In the 1866 novel Crime and Punishment, Russian writer Fyodor Dostoevsky drills straight into a dark and perplexing question: Is it ever acceptable for a human to take another human’s life?
More than a century and a half later, a fitting reinterpretation would cast Raskolnikov, the homicidal main character, as a robot. That’s because military analysts and human rights advocates have been battling over a newer moral frontier: Is it ever okay for a fully autonomous machine to kill a human?
The answer, right now, seems to be no — not in any official sense, but by informal, global consensus. That’s despite experts believing fully autonomous weapons have already been deployed on the battlefield in past years.
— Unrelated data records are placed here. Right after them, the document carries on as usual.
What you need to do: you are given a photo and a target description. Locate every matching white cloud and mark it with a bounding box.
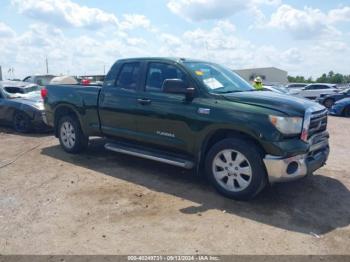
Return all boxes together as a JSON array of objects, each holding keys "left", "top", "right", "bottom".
[
  {"left": 267, "top": 5, "right": 350, "bottom": 39},
  {"left": 11, "top": 0, "right": 118, "bottom": 29},
  {"left": 119, "top": 14, "right": 151, "bottom": 30},
  {"left": 0, "top": 22, "right": 16, "bottom": 38},
  {"left": 167, "top": 0, "right": 250, "bottom": 21},
  {"left": 328, "top": 6, "right": 350, "bottom": 23},
  {"left": 167, "top": 0, "right": 281, "bottom": 21}
]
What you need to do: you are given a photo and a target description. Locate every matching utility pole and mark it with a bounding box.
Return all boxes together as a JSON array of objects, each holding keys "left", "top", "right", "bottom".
[{"left": 45, "top": 57, "right": 49, "bottom": 75}]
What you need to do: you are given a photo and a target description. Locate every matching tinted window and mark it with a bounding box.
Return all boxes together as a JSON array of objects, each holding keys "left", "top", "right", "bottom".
[
  {"left": 23, "top": 77, "right": 34, "bottom": 83},
  {"left": 288, "top": 84, "right": 306, "bottom": 88},
  {"left": 146, "top": 63, "right": 186, "bottom": 92},
  {"left": 4, "top": 86, "right": 40, "bottom": 94},
  {"left": 35, "top": 76, "right": 54, "bottom": 86},
  {"left": 117, "top": 63, "right": 140, "bottom": 90},
  {"left": 305, "top": 86, "right": 318, "bottom": 90}
]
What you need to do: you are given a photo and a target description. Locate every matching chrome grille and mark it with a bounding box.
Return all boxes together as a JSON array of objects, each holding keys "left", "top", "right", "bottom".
[{"left": 308, "top": 109, "right": 328, "bottom": 138}]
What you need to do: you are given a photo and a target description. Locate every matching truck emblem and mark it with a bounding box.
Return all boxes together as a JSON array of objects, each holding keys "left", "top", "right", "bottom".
[
  {"left": 157, "top": 131, "right": 175, "bottom": 138},
  {"left": 198, "top": 108, "right": 210, "bottom": 115}
]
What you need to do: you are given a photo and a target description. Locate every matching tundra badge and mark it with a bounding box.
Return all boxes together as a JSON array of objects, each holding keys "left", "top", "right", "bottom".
[{"left": 198, "top": 108, "right": 210, "bottom": 115}]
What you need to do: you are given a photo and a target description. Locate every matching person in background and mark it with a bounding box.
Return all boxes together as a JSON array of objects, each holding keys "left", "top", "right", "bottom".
[{"left": 253, "top": 76, "right": 263, "bottom": 91}]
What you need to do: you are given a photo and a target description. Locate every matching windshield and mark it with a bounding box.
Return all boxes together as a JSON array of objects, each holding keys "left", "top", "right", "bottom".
[
  {"left": 273, "top": 86, "right": 288, "bottom": 94},
  {"left": 184, "top": 62, "right": 254, "bottom": 94},
  {"left": 341, "top": 88, "right": 350, "bottom": 94}
]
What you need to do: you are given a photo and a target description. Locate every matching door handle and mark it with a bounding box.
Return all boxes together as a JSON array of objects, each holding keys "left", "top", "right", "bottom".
[
  {"left": 100, "top": 94, "right": 105, "bottom": 103},
  {"left": 137, "top": 98, "right": 152, "bottom": 105}
]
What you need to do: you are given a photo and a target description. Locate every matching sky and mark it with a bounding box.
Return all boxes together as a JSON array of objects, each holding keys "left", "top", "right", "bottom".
[{"left": 0, "top": 0, "right": 350, "bottom": 78}]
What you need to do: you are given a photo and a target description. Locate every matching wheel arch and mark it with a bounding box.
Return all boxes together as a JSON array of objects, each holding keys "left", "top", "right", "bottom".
[
  {"left": 54, "top": 104, "right": 82, "bottom": 137},
  {"left": 197, "top": 128, "right": 265, "bottom": 174}
]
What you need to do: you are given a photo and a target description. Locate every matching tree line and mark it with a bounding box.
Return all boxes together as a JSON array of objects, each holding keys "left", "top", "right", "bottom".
[{"left": 288, "top": 71, "right": 350, "bottom": 84}]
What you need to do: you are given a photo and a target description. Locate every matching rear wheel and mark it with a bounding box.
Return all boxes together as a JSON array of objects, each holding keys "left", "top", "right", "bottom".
[
  {"left": 323, "top": 98, "right": 334, "bottom": 108},
  {"left": 13, "top": 112, "right": 31, "bottom": 133},
  {"left": 343, "top": 106, "right": 350, "bottom": 117},
  {"left": 58, "top": 116, "right": 89, "bottom": 154},
  {"left": 206, "top": 138, "right": 267, "bottom": 200}
]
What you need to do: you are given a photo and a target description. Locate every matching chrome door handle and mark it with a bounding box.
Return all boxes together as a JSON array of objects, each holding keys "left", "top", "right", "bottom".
[{"left": 137, "top": 98, "right": 152, "bottom": 105}]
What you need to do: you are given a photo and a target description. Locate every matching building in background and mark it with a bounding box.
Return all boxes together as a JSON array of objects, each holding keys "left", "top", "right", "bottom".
[{"left": 233, "top": 67, "right": 288, "bottom": 84}]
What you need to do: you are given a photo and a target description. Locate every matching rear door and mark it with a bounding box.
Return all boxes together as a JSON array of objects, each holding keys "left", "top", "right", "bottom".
[
  {"left": 99, "top": 62, "right": 142, "bottom": 139},
  {"left": 138, "top": 62, "right": 198, "bottom": 156},
  {"left": 0, "top": 89, "right": 5, "bottom": 120}
]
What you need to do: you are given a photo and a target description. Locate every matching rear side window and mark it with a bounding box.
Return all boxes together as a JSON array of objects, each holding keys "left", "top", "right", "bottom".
[
  {"left": 146, "top": 63, "right": 186, "bottom": 92},
  {"left": 318, "top": 86, "right": 331, "bottom": 89},
  {"left": 116, "top": 63, "right": 140, "bottom": 90}
]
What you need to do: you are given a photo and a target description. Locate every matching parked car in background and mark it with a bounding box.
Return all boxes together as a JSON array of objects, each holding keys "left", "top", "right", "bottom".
[
  {"left": 290, "top": 84, "right": 339, "bottom": 99},
  {"left": 50, "top": 76, "right": 79, "bottom": 85},
  {"left": 77, "top": 75, "right": 105, "bottom": 86},
  {"left": 0, "top": 81, "right": 49, "bottom": 133},
  {"left": 317, "top": 88, "right": 350, "bottom": 108},
  {"left": 263, "top": 85, "right": 289, "bottom": 94},
  {"left": 285, "top": 83, "right": 308, "bottom": 89},
  {"left": 23, "top": 75, "right": 55, "bottom": 86},
  {"left": 329, "top": 98, "right": 350, "bottom": 117}
]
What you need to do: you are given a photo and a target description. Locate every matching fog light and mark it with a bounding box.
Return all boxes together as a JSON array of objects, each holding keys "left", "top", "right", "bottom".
[{"left": 287, "top": 161, "right": 299, "bottom": 175}]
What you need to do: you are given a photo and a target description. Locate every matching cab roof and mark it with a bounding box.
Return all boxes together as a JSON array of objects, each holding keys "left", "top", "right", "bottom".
[{"left": 117, "top": 57, "right": 208, "bottom": 63}]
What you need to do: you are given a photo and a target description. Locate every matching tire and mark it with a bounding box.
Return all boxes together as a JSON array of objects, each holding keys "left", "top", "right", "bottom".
[
  {"left": 343, "top": 106, "right": 350, "bottom": 117},
  {"left": 13, "top": 111, "right": 32, "bottom": 133},
  {"left": 205, "top": 138, "right": 267, "bottom": 200},
  {"left": 323, "top": 98, "right": 334, "bottom": 108},
  {"left": 58, "top": 116, "right": 89, "bottom": 154}
]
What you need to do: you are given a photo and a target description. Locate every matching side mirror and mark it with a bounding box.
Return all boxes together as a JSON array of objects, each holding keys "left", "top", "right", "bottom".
[{"left": 163, "top": 79, "right": 194, "bottom": 97}]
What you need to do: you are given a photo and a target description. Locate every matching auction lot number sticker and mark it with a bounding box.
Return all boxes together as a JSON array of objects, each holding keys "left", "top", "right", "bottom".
[{"left": 128, "top": 255, "right": 220, "bottom": 261}]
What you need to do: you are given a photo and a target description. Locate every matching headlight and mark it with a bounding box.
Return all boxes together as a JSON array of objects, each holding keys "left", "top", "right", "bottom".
[{"left": 269, "top": 116, "right": 303, "bottom": 135}]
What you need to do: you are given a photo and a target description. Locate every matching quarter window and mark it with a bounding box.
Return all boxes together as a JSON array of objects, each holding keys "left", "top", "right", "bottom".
[
  {"left": 117, "top": 63, "right": 140, "bottom": 90},
  {"left": 146, "top": 63, "right": 186, "bottom": 92}
]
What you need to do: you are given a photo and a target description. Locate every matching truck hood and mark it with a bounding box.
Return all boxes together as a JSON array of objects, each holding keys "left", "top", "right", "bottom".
[{"left": 224, "top": 91, "right": 324, "bottom": 116}]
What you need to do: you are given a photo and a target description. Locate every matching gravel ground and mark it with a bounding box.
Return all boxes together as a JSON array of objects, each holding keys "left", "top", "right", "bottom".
[{"left": 0, "top": 117, "right": 350, "bottom": 255}]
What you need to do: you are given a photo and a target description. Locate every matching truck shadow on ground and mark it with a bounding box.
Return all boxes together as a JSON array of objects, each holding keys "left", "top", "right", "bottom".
[
  {"left": 0, "top": 124, "right": 53, "bottom": 137},
  {"left": 42, "top": 139, "right": 350, "bottom": 235}
]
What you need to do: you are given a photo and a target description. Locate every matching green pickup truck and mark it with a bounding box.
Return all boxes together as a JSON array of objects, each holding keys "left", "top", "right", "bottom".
[{"left": 42, "top": 58, "right": 329, "bottom": 200}]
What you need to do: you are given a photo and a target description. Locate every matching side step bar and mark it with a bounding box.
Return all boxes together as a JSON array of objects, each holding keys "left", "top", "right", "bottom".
[{"left": 105, "top": 143, "right": 194, "bottom": 169}]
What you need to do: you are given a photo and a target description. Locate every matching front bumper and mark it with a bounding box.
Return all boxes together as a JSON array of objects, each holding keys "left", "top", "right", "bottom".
[
  {"left": 264, "top": 132, "right": 329, "bottom": 184},
  {"left": 329, "top": 105, "right": 343, "bottom": 116},
  {"left": 32, "top": 111, "right": 52, "bottom": 132}
]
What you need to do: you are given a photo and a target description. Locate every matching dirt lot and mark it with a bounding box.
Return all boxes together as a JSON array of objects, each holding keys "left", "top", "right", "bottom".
[{"left": 0, "top": 118, "right": 350, "bottom": 254}]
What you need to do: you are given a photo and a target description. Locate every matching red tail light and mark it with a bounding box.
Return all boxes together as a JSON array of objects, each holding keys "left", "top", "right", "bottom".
[
  {"left": 81, "top": 79, "right": 90, "bottom": 86},
  {"left": 41, "top": 87, "right": 48, "bottom": 99}
]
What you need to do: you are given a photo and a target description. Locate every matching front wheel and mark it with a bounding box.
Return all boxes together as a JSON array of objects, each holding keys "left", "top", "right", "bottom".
[
  {"left": 58, "top": 116, "right": 89, "bottom": 154},
  {"left": 206, "top": 138, "right": 267, "bottom": 200},
  {"left": 323, "top": 98, "right": 334, "bottom": 108},
  {"left": 343, "top": 106, "right": 350, "bottom": 117}
]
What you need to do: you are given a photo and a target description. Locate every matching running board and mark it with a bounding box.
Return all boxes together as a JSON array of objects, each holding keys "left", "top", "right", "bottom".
[{"left": 105, "top": 143, "right": 194, "bottom": 169}]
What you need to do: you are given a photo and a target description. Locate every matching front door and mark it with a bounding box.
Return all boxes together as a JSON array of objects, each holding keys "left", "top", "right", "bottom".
[
  {"left": 137, "top": 62, "right": 197, "bottom": 153},
  {"left": 99, "top": 62, "right": 141, "bottom": 138}
]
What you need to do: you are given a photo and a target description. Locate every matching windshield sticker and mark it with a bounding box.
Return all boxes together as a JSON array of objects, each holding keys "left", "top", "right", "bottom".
[{"left": 203, "top": 77, "right": 224, "bottom": 89}]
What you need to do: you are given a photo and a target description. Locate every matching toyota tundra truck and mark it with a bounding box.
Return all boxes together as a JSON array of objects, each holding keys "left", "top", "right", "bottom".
[{"left": 42, "top": 58, "right": 329, "bottom": 200}]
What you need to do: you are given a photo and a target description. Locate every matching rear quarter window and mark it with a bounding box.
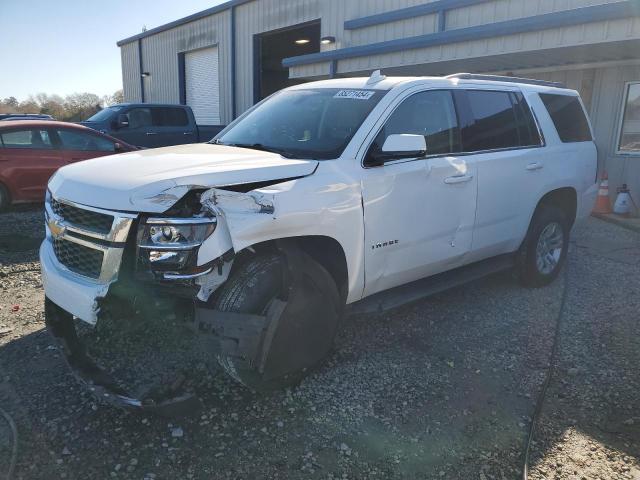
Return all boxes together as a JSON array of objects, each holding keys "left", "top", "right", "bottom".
[{"left": 540, "top": 93, "right": 593, "bottom": 143}]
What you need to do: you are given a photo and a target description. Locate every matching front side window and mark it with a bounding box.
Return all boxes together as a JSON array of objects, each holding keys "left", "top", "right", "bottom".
[
  {"left": 214, "top": 88, "right": 386, "bottom": 160},
  {"left": 540, "top": 93, "right": 591, "bottom": 143},
  {"left": 371, "top": 90, "right": 460, "bottom": 155},
  {"left": 127, "top": 108, "right": 152, "bottom": 128},
  {"left": 0, "top": 129, "right": 53, "bottom": 149},
  {"left": 618, "top": 82, "right": 640, "bottom": 154},
  {"left": 58, "top": 129, "right": 115, "bottom": 152},
  {"left": 87, "top": 107, "right": 124, "bottom": 122},
  {"left": 462, "top": 90, "right": 522, "bottom": 152}
]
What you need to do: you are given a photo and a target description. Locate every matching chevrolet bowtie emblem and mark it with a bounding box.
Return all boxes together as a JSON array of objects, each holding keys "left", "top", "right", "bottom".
[{"left": 47, "top": 218, "right": 66, "bottom": 238}]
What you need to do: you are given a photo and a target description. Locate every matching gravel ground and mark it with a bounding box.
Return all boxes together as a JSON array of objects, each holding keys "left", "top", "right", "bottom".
[{"left": 0, "top": 207, "right": 640, "bottom": 480}]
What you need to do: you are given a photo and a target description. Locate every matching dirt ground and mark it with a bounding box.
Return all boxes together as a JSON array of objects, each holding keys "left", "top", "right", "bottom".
[{"left": 0, "top": 206, "right": 640, "bottom": 480}]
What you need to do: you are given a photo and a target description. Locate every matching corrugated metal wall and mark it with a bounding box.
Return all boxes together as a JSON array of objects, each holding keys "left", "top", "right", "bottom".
[
  {"left": 120, "top": 42, "right": 142, "bottom": 102},
  {"left": 121, "top": 11, "right": 232, "bottom": 123},
  {"left": 122, "top": 0, "right": 640, "bottom": 123},
  {"left": 591, "top": 64, "right": 640, "bottom": 207}
]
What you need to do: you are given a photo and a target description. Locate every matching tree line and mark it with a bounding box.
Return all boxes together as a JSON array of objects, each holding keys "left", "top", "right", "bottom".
[{"left": 0, "top": 90, "right": 124, "bottom": 122}]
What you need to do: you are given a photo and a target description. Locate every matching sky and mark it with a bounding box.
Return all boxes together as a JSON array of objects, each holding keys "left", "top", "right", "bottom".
[{"left": 0, "top": 0, "right": 223, "bottom": 101}]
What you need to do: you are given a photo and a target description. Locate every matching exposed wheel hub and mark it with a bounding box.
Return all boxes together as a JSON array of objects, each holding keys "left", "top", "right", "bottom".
[{"left": 536, "top": 222, "right": 564, "bottom": 275}]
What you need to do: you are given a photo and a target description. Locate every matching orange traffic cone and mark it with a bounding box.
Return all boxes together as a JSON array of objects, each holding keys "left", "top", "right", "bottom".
[{"left": 593, "top": 172, "right": 611, "bottom": 214}]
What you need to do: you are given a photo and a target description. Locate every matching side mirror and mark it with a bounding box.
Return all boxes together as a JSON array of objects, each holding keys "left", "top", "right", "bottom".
[
  {"left": 365, "top": 133, "right": 427, "bottom": 166},
  {"left": 118, "top": 113, "right": 129, "bottom": 128}
]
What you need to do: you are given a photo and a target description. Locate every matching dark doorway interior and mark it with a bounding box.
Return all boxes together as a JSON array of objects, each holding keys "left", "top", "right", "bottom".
[{"left": 253, "top": 20, "right": 320, "bottom": 102}]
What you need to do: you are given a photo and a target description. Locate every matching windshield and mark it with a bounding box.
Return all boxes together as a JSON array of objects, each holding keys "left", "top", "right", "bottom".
[
  {"left": 87, "top": 107, "right": 124, "bottom": 122},
  {"left": 215, "top": 88, "right": 386, "bottom": 160}
]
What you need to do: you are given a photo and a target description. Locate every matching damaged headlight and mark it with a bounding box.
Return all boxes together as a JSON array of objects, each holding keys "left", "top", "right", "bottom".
[{"left": 138, "top": 217, "right": 216, "bottom": 279}]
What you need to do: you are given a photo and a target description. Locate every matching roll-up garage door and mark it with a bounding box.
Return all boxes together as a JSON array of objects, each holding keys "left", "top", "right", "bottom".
[{"left": 184, "top": 47, "right": 220, "bottom": 125}]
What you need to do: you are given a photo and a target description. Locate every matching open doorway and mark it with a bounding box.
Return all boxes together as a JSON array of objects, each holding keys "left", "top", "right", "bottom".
[{"left": 253, "top": 20, "right": 320, "bottom": 103}]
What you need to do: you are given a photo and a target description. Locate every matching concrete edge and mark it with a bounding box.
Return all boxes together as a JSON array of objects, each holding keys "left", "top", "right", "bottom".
[{"left": 591, "top": 213, "right": 640, "bottom": 233}]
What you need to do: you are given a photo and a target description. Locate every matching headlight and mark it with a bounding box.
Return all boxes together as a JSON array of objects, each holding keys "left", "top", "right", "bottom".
[{"left": 138, "top": 217, "right": 216, "bottom": 276}]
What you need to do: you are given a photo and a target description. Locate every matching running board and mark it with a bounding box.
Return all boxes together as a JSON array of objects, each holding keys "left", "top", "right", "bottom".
[{"left": 347, "top": 253, "right": 516, "bottom": 315}]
But that question may be pushed to the official forefront very quickly in Europe: Ukrainian officials are developing so-called “killer robots,” possibly to be used in the country’s fight against Russia. Military experts warn that the longer the war goes on — we’re approaching the one-year anniversary in February — the more likely we’ll see drones that can target, engage and kill targets without an actual human finger on the trigger.
Fully autonomous killer dronesare “a logical and inevitable next step” in weapons development, Mykhailo Fedorov, Ukraine’s digital transformation minister, told the Associated Press earlier this month. Ukraine has been doing “a lot” of research and development on the topic, and he believes “the potential for this is great in the next six months.”